Add it to the existing Dealer entity in src/scenes/poker.json, next to the DeckDealer you added last lesson:
"Dealer": {
"components": {
"DeckDealer": { "playerCount": 4, "cardsPerPlayer": 2, "riverSize": 5, "localIndex": 0, "roomCode": "table-7", "handNumber": 0 },
"PokerSeating": { "cardsPerPlayer": 2, "riverSize": 5, "npcCount": 3 }
}
}
You give it three counts, and it gives back the whole table's geometry. The header of PokerSeating.core.ts is very clear about its job:
* No card *flip* logic, no animation, no rendering — this is the static plan a
* runtime reads once to know where everything goes.

It all starts with buildLayout.
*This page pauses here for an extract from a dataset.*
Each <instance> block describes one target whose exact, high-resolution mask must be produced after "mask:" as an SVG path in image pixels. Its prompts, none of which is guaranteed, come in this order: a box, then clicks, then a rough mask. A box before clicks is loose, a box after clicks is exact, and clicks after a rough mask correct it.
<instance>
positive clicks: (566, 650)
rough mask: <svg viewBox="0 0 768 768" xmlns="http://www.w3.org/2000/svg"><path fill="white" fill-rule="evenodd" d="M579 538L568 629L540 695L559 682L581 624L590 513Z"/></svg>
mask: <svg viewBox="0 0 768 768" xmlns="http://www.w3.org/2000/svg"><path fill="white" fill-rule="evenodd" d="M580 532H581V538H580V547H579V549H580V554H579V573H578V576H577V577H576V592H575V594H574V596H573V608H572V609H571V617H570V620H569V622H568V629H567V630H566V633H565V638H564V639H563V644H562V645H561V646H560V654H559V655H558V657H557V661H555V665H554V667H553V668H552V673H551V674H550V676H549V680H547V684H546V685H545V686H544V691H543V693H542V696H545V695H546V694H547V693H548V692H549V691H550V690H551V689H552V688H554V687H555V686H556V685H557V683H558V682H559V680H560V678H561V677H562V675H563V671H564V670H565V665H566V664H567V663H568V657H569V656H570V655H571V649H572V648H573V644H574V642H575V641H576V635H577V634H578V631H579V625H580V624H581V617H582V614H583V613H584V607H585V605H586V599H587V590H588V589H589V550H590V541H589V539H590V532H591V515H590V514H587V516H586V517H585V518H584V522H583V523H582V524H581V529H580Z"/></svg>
It takes the variant counts and returns three things: one flat array of cards, a map of named groups that point into that array, and the order to deal them:
src/components/PokerSeating/PokerSeating.core.ts
export function buildLayout(variant: PokerSeatingVariant): PokerLayout {
const groups = new Map<CardGroupId, { start: number; count: number }>();
const allCards: DealtCardData[] = [];
let offset = 0;
const playerCards = createDealtCardData(variant.cardsPerPlayer, 10, -4.5, 1.5);
allCards.push(...playerCards);
groups.set('player', { start: offset, count: variant.cardsPerPlayer });
offset += variant.cardsPerPlayer;
if (variant.riverSize > 0) {
const riverCards = createDealtCardData(variant.riverSize, 10, 0, 1.5);
allCards.push(...riverCards);
groups.set('river', { start: offset, count: variant.riverSize });
offset += variant.riverSize;
}
const npcSeats = computeNpcSeats(variant.npcCount);
for (let i = 0; i < variant.npcCount; i++) {
const seat = npcSeats[i];
const npcCards = createCardGroup(
variant.cardsPerPlayer,
seat.origin, seat.target,
seat.spread, seat.spreadAxis, seat.baseRotY,
);
allCards.push(...npcCards);
const groupId: CardGroupId = `npc${i}`;
groups.set(groupId, { start: offset, count: variant.cardsPerPlayer });
offset += variant.cardsPerPlayer;
}
const seatGroups: { start: number; count: number }[] = [
groups.get('player')!,
...Array.from({ length: variant.npcCount }, (_, i) => groups.get(`npc${i}` as CardGroupId)!),
];
const dealOrder: number[] = [];
for (let round = 0; round < variant.cardsPerPlayer; round++) {
for (const g of seatGroups) {
if (round < g.count) dealOrder.push(g.start + round);
}
}
const riverGroup = groups.get('river');
if (riverGroup) {
for (let i = 0; i < riverGroup.count; i++) {
dealOrder.push(riverGroup.start + i);
}
}
return { allCards, dealOrder, groups };
}
Give it our three counts and it returns the whole table as data:
buildLayout({ cardsPerPlayer: 2, riverSize: 5, npcCount: 3 })
All the hands sit end-to-end in one list. groups is the directory that says where each hand begins. Ask for the player's cards and the answer is groups.player: start at 0, take two. A renderer reads that slice. It never searches the table for "the player's cards."